Java Theory and Practice: thread pool and work queue

Source: Internet
Author: User

Many server applications, such as Web servers, database servers, file servers, or email servers, are designed to process a large number of short tasks from some remote sources. Requests arrive at the server in a certain way, which may be through the network protocol (such as HTTP, FTP, or POP), through the JMS queue, or possibly by polling the database. Regardless of how requests arrive, server applications often encounter a situation where a single task is processed for a short period of time and the number of requests is huge.
An overly simple model for building server applications should be: Create a New thread whenever a request arrives, and then serve the request in the new thread. In fact, this method works well for prototype development, but if you try to deploy a server application that runs in this way, the serious shortage of this method is obvious. One of the shortcomings of each request corresponding to a thread (thread-per-request) method is that the overhead of creating a new thread for each request is high; it takes more time and system resources to create and destroy a server that creates a new thread for each request than to process actual user requests.
In addition to the overhead of creating and destroying threads, active threads also consume system resources. Creating too many threads in a JVM may cause the system to use up memory or "over-switching" due to excessive memory consumption ". To prevent resource insufficiency, server applications need some methods to limit the number of requests processed at any given time point.
The thread pool provides a solution for thread lifecycle overhead and resource insufficiency. By reusing threads for multiple tasks, the overhead created by threads is apportioned to multiple tasks.

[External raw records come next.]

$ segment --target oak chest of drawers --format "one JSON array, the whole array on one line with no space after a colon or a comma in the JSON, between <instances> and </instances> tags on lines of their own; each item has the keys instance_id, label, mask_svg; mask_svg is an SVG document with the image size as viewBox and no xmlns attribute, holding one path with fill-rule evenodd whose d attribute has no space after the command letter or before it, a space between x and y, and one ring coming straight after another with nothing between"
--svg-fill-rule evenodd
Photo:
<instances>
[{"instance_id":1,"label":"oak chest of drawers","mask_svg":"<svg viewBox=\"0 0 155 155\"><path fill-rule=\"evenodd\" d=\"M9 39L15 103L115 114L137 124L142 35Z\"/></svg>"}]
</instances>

The advantage is that the thread already exists when the request arrives, so the delay caused by thread creation is accidentally eliminated. In this way, the application can immediately respond to the request. In addition, adjust the number of threads in the thread pool appropriately, that is, when the number of requests exceeds a certain threshold, force any other new requests to wait, wait until a thread is obtained for processing to prevent resource insufficiency.
Alternative solution of Thread Pool
The thread pool is far from the only way to use multithreading in server applications. As mentioned above, it is wise to generate a new thread for each new task. However, if the task is created too frequently and the average processing time of the task is too short, generating a new thread for each task will cause performance problems.

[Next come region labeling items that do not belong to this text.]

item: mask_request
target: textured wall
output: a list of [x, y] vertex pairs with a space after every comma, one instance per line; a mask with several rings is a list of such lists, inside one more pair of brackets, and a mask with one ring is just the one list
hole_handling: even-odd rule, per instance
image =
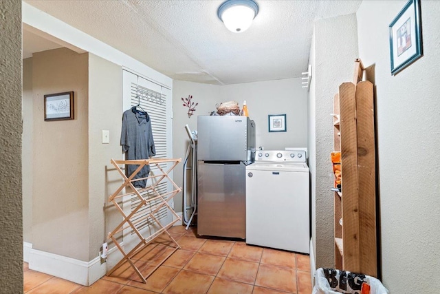
[[[330, 153], [333, 146], [333, 97], [339, 85], [353, 78], [354, 61], [358, 58], [355, 14], [326, 19], [315, 23], [315, 66], [312, 68], [314, 97], [314, 145], [316, 158], [311, 158], [312, 187], [316, 187], [314, 209], [316, 267], [334, 266], [333, 174]], [[313, 54], [312, 54], [313, 56]], [[313, 115], [314, 110], [309, 109]], [[314, 130], [310, 133], [313, 134]], [[312, 156], [314, 154], [311, 154]], [[313, 227], [312, 227], [313, 228]]]
[[21, 1], [0, 1], [0, 280], [23, 293]]
[[[33, 248], [89, 261], [88, 54], [34, 54]], [[74, 91], [75, 119], [44, 120], [44, 95]]]
[[[122, 92], [121, 67], [89, 54], [89, 260], [98, 256], [107, 233], [121, 219], [109, 196], [122, 181], [110, 163], [110, 159], [122, 157]], [[102, 143], [102, 129], [110, 131], [109, 144]]]
[[440, 3], [421, 1], [424, 56], [391, 76], [388, 26], [406, 3], [362, 1], [357, 14], [375, 80], [382, 280], [393, 293], [439, 293]]
[[[32, 174], [34, 140], [34, 99], [32, 96], [32, 59], [23, 60], [23, 240], [32, 242]], [[25, 256], [26, 258], [26, 256]]]

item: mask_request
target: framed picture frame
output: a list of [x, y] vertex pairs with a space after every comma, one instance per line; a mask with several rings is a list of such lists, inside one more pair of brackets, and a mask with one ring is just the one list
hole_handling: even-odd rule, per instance
[[391, 74], [422, 54], [420, 0], [409, 0], [389, 25]]
[[269, 114], [269, 132], [287, 132], [285, 114]]
[[73, 91], [44, 96], [44, 120], [45, 121], [74, 118]]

Another common thread model is to allocate a background thread and task queue for a type of tasks. AWT and Swing use this model. There is a GUI event thread in this model, and all work that changes the user interface must be executed in this thread. However, since there is only one AWT thread, it may take quite a long time to execute the task in the AWT thread. This is not desirable. Therefore, Swing applications often require additional working threads for tasks related to the UI that run for a long time.

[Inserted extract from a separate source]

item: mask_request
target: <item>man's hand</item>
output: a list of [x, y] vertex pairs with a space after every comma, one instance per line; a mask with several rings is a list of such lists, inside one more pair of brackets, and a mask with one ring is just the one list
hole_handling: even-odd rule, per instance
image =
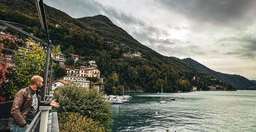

Each task corresponds to a thread method and a single-background-thread method, which works very well in some situations. A single thread method for each task works very well when there are only a few tasks that run for a long time. As long as the scheduling predictability is not very important, a single background thread method works very well, such as low-priority background tasks. However, most server applications are oriented to handling a large number of short-term tasks or subtasks, therefore, we often hope to have a mechanism that can effectively handle these tasks with low overhead and some measures for resource management and regular predictability. The thread pool provides these advantages.
Work queue
In terms of the actual implementation method of the thread pool, the term "Thread Pool" is somewhat confusing, because the "obvious" Implementation of the thread pool does not necessarily produce the expected results in most cases. The term "Thread Pool" comes before the Java platform, so it may be a product of less object-oriented methods. However, this term continues to be widely used.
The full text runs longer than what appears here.